I follow him up a couple of rickety steps into a restaurant that’s tantalisingly close to the shore. A beer might cool me down a little, though as long as I’m with him, I’m
going to feel flustered. ‘Was this whole coast affected by the tsunami, Lewis?’

‘A lot of it, I think. I’m not sure if this actual beach took a hit. Scary thought, though. Thousands of tourists sitting with their beers, like us. Hundreds of thousands of locals
going about their everyday lives. Then . . .’

He doesn’t have to spell it out. We both saw the news footage.

The waiter brings us menus but Lewis shakes his head and orders local Singha beers instead: two brown bottles as big as skittles. We take our first sips in silence.

‘So is there anything about this place that reminds you of Soul Beach?’ he asks.

‘I didn’t think so earlier, but now, well . . .’ I gaze out to sea. ‘The colours are the same. If I half close my eyes, then maybe. What about you?’

He shakes his head. ‘I only had the briefest glimpse. But those rock formations at the very end of the bay,’ he points towards the coast beyond where the reggae café is,
‘they seem similar. Then again, a rock is a rock is a rock, right?’

Except the rocks on the Beach acted as prison walls to the Guests until they all had no choice but to ‘save’ themselves.

All except Danny.

‘So how far away is the beach you found online, Lewis?’

‘A taxi ride, plus a speedboat trip. There’s a whole group of little islands. Makes most sense to organise a private trip. I’ve already spoken to the all-singing, all-dancing
concierge, and they can do it tomorrow. That’s if you think you’re ready.’

I want to say
no,
I’m not ready yet. How brilliant would it be to wake up in the morning with the Thai sun on my face? To hang out on
this
beach, where sand is sand and
sea is sea and I don’t have to look for the hidden messages all the time?
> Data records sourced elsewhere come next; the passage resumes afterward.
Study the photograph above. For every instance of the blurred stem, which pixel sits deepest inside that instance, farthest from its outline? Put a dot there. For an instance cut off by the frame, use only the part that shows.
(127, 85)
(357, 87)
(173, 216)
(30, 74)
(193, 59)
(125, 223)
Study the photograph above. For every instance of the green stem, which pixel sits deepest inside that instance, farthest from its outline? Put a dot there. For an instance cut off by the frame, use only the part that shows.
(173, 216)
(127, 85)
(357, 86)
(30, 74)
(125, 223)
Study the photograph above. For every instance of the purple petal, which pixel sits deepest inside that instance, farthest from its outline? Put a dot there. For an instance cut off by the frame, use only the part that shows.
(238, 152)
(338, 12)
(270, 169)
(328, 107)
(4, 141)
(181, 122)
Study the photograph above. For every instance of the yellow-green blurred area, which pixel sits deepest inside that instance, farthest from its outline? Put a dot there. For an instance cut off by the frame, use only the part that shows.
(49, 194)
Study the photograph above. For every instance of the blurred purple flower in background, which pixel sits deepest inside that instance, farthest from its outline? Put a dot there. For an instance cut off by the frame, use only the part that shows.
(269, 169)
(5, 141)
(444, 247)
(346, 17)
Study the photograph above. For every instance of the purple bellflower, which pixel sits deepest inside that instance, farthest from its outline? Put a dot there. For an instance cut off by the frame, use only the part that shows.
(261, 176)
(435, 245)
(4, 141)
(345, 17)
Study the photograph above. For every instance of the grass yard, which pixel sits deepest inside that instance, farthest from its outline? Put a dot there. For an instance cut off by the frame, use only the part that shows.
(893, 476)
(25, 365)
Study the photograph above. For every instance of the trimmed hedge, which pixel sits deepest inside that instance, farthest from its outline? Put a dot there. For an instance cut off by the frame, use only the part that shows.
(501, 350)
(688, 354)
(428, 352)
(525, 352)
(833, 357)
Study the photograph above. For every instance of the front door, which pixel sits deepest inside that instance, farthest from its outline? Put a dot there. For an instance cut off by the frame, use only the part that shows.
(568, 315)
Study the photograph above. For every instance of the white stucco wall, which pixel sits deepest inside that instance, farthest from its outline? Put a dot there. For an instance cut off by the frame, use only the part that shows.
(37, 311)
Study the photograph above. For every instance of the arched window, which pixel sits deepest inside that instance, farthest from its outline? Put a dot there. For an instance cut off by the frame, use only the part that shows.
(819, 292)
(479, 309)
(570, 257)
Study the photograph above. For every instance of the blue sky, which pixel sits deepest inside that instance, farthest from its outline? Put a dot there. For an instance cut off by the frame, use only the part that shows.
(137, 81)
It’d be wonderful just to while away a few hours drinking beer with Lewis. To pretend to myself that we’re on a date, that he likes me too, that everything is normal.
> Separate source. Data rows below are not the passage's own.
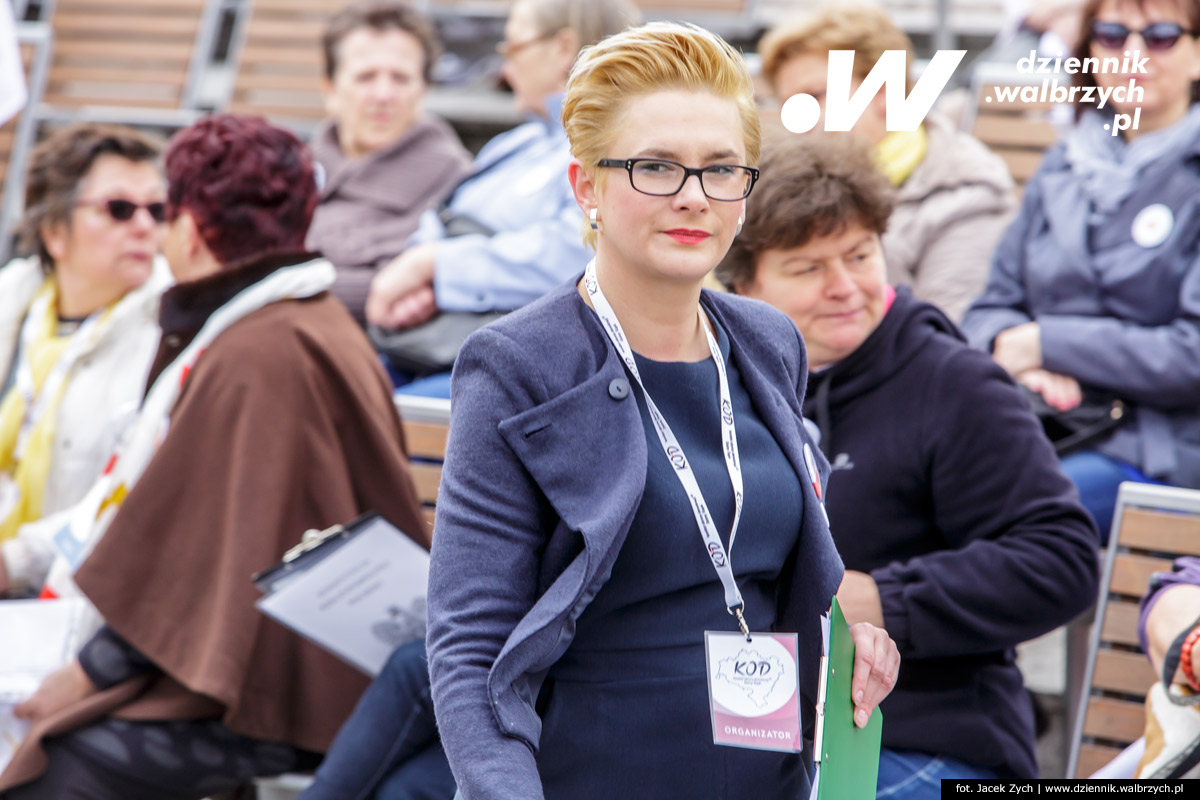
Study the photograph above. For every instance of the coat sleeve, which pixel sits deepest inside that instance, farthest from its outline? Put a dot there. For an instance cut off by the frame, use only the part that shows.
(1021, 554)
(484, 569)
(1005, 302)
(1152, 365)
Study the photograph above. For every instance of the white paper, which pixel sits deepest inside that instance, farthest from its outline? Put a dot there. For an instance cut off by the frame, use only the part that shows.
(360, 602)
(12, 74)
(39, 636)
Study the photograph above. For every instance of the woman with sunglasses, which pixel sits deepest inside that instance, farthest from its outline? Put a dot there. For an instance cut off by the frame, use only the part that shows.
(78, 328)
(1095, 290)
(628, 477)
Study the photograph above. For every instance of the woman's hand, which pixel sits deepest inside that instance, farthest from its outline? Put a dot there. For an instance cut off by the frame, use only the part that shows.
(63, 687)
(1061, 392)
(859, 599)
(876, 665)
(402, 293)
(1175, 609)
(1018, 349)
But that’s not why I’m here – and we can’t ignore the fact that the clock’s ticking towards the moment when Mum and Dad find out I’ve gone and all hell breaks
out.

‘Tomorrow will be great,’ I say.

I think I see a flicker of disappointment cross his face, but then he grins and I decide I was imagining it. Perhaps the reason he’s doing all this for me is because he wants to end our
high-maintenance friendship and, after this, at least he won’t need to feel guilty if he never sees me again.

That thought makes everything seem dark, as though someone’s pulled a thunder cloud across the sun.
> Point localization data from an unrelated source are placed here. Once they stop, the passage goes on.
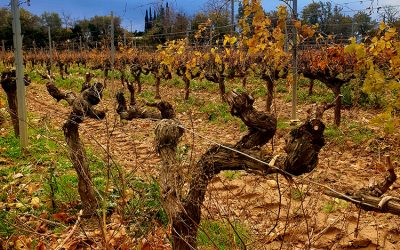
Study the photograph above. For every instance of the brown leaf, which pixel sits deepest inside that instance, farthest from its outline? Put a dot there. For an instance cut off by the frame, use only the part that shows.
(40, 246)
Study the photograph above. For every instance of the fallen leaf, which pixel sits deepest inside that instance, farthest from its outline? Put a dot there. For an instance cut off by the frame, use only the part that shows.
(35, 202)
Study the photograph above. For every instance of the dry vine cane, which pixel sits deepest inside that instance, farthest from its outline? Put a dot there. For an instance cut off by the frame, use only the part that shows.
(136, 111)
(82, 107)
(184, 206)
(9, 85)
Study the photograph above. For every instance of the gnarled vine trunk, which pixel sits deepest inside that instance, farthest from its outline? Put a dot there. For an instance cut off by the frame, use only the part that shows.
(184, 209)
(82, 107)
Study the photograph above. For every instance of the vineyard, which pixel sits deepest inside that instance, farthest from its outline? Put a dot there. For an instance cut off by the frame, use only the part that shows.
(194, 146)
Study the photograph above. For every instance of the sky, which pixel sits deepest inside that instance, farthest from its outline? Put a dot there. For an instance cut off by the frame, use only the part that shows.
(133, 11)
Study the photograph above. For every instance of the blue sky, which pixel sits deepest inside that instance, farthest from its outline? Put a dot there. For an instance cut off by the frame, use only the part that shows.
(134, 10)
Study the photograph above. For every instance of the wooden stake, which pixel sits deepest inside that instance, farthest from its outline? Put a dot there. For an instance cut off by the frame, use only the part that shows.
(20, 75)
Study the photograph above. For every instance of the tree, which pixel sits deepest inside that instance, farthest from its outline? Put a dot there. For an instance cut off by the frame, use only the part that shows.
(330, 18)
(362, 23)
(389, 14)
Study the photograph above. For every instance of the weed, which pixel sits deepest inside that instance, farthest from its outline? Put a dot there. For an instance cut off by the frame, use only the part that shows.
(360, 134)
(334, 134)
(62, 188)
(145, 207)
(334, 205)
(5, 226)
(231, 175)
(10, 144)
(147, 95)
(217, 112)
(222, 234)
(283, 124)
(297, 194)
(203, 85)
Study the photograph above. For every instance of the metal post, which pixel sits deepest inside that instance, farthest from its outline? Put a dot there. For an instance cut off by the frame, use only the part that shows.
(112, 49)
(80, 47)
(50, 50)
(232, 17)
(124, 38)
(23, 130)
(294, 90)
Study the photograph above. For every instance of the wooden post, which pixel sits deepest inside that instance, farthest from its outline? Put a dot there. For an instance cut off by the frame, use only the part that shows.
(124, 38)
(80, 47)
(20, 75)
(232, 17)
(112, 49)
(50, 49)
(294, 90)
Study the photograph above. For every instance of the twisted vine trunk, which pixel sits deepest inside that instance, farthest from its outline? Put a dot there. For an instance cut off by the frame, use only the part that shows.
(270, 94)
(80, 162)
(13, 109)
(82, 107)
(338, 104)
(221, 85)
(184, 209)
(187, 87)
(158, 82)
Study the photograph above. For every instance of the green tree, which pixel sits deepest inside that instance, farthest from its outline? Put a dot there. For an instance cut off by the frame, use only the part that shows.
(362, 23)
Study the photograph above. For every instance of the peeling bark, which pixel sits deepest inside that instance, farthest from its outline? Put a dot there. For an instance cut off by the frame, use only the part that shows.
(135, 111)
(82, 107)
(184, 209)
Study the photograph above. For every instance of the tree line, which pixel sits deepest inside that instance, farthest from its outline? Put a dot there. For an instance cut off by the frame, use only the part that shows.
(169, 24)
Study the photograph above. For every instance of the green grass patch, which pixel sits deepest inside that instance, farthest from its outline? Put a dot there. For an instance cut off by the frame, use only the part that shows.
(222, 234)
(147, 95)
(334, 134)
(203, 85)
(297, 194)
(217, 112)
(334, 205)
(144, 208)
(231, 175)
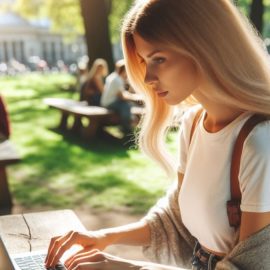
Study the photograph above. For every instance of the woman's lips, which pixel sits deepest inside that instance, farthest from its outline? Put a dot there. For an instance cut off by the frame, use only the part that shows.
(162, 94)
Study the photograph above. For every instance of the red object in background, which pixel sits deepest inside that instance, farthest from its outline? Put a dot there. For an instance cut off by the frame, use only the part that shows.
(4, 119)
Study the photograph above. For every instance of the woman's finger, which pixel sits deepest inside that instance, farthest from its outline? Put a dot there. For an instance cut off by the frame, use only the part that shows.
(60, 246)
(91, 266)
(82, 253)
(91, 256)
(52, 245)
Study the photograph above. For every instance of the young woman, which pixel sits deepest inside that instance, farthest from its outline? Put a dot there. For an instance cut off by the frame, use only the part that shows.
(207, 52)
(93, 87)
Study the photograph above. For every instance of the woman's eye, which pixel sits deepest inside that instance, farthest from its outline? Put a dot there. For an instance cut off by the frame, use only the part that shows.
(159, 60)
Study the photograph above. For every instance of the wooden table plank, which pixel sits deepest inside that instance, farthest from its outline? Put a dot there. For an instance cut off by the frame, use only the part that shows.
(33, 231)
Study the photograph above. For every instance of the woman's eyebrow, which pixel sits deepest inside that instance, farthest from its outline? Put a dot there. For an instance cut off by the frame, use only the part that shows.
(152, 53)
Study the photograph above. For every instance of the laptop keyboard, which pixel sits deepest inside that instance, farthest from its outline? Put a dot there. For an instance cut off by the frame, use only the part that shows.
(35, 262)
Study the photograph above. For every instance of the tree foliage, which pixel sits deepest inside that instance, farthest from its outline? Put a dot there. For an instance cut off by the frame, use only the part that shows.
(65, 15)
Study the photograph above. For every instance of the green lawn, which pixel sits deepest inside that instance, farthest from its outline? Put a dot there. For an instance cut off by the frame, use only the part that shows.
(61, 171)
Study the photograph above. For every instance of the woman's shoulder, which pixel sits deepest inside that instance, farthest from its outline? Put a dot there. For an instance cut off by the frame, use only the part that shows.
(190, 113)
(259, 138)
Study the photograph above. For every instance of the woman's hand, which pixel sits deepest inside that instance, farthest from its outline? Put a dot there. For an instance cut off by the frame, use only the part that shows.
(88, 259)
(96, 260)
(58, 245)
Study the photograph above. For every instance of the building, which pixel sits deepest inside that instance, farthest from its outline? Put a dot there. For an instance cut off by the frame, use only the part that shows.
(22, 40)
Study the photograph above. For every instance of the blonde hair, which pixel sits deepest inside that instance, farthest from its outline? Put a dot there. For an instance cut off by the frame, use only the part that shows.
(222, 43)
(99, 62)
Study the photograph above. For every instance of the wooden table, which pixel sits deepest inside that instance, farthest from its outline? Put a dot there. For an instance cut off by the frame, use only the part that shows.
(33, 231)
(8, 156)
‘To Mission Implausible,’ he says, knocking his bottle against mine.

‘To friendship,’ I toast back, wishing it could be so much more.

 

 

 

 

35

 

 

 

 

The light changes again before I can take my first sip of beer. I know I’m jet-lagged, but surely it’s too early for sunset?

Then the rain starts. From sunshine to storm in less than five seconds.

We try to drink our beers as the water thumps down on the umbrella above us, but soon it’s dripping through the fabric, onto our heads.

Lewis pays for the drinks – I’m embarrassed that I haven’t bothered to get any Thai baht of my own – and by the time we make it back to the bikes, there are deep pools of
water on the path and we’re soaked.

‘That’ll be why everything round here is so lush and green,’ Lewis says as we leap onto our bikes. I’m behind him and I try not to look at the way his t-shirt clings to
the muscles on his back. We cross the road without waiting for the security guard to do his lollipop lady routine, and cycle back into the compound.

I mean, the hotel.

There are three different routes we could take. ‘Which way, Professor?’

It feels important to make the right choice. Hundreds of bright strikes of lightning are now forking down from the sky to the earth, and the thunder that follows scutters through my bones. I
suppose at least if I get hit, the bike’s tyres will absorb the shock.